Stefano Verrecchia, capo dell’Unità di crisi della Farnesina, aveva detto questa mattina a la Repubblica: “I passeggeri sono 56, stanno bene, nessuno pare avere avuto problemi in volo. Tra di loro ci sono anche sei bambini. L’italiano che è dovuto rimanere a Wuhan perché aveva la febbre è ora sotto osservazione nell’ospedale della città cinese e la sua situazione è monitorata dalla nostra ambasciata.
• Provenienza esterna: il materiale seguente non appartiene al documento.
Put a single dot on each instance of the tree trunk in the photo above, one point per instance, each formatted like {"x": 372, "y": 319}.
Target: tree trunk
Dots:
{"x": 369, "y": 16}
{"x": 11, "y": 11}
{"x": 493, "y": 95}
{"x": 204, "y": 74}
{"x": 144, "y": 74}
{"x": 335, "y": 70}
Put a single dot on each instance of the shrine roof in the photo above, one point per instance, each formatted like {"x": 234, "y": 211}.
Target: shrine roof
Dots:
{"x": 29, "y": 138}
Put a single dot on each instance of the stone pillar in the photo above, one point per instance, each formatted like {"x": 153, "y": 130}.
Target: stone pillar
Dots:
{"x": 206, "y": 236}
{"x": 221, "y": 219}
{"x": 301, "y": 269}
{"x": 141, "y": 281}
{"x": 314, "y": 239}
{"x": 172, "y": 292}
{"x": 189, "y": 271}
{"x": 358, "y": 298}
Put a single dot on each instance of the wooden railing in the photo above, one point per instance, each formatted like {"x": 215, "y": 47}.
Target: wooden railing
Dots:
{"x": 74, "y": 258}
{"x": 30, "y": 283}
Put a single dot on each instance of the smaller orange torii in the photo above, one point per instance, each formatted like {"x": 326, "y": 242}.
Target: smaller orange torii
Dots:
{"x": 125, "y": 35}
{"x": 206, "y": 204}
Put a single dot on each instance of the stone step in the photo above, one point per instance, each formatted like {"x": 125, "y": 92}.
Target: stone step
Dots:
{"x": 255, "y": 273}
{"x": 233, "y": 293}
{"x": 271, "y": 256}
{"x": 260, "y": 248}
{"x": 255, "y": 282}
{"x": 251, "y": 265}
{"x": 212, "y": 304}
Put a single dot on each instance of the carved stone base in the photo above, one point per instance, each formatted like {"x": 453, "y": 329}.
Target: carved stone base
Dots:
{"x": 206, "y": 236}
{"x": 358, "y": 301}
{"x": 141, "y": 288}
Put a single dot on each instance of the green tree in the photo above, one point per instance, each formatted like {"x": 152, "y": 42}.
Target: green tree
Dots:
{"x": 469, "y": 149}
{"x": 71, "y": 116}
I nostri connazionali adesso faranno lo screening e saranno portati alla Cecchignola dove, se necessario, potranno avere anche assistenza psicologica”.

Diretti alla Cecchignola

Dopo queste prime visite mediche che non avrebbe individuato alcuna sintomatologia riconducibile al coronavirus, i 56 italiani hanno lasciato l’aeroporto di Pratica di Mare per dirigersi verso la città militare della Cecchignola. Sono stati scortati dal personale sanitario (che indossava, proprio come i militari e come i pazienti, mascherine di protezione) a bordo di due pullman militari. I nostri connazionali tornati dalla Cina trascorreranno 14 giorni di quarantena. Ricordiamo che in Cina dieci italiani hanno deciso spontaneamente di restare, mentre un ragazzo di 17 anni che al momento della partenza aveva 37.7 di febbre non è stato fatto salire sul volo.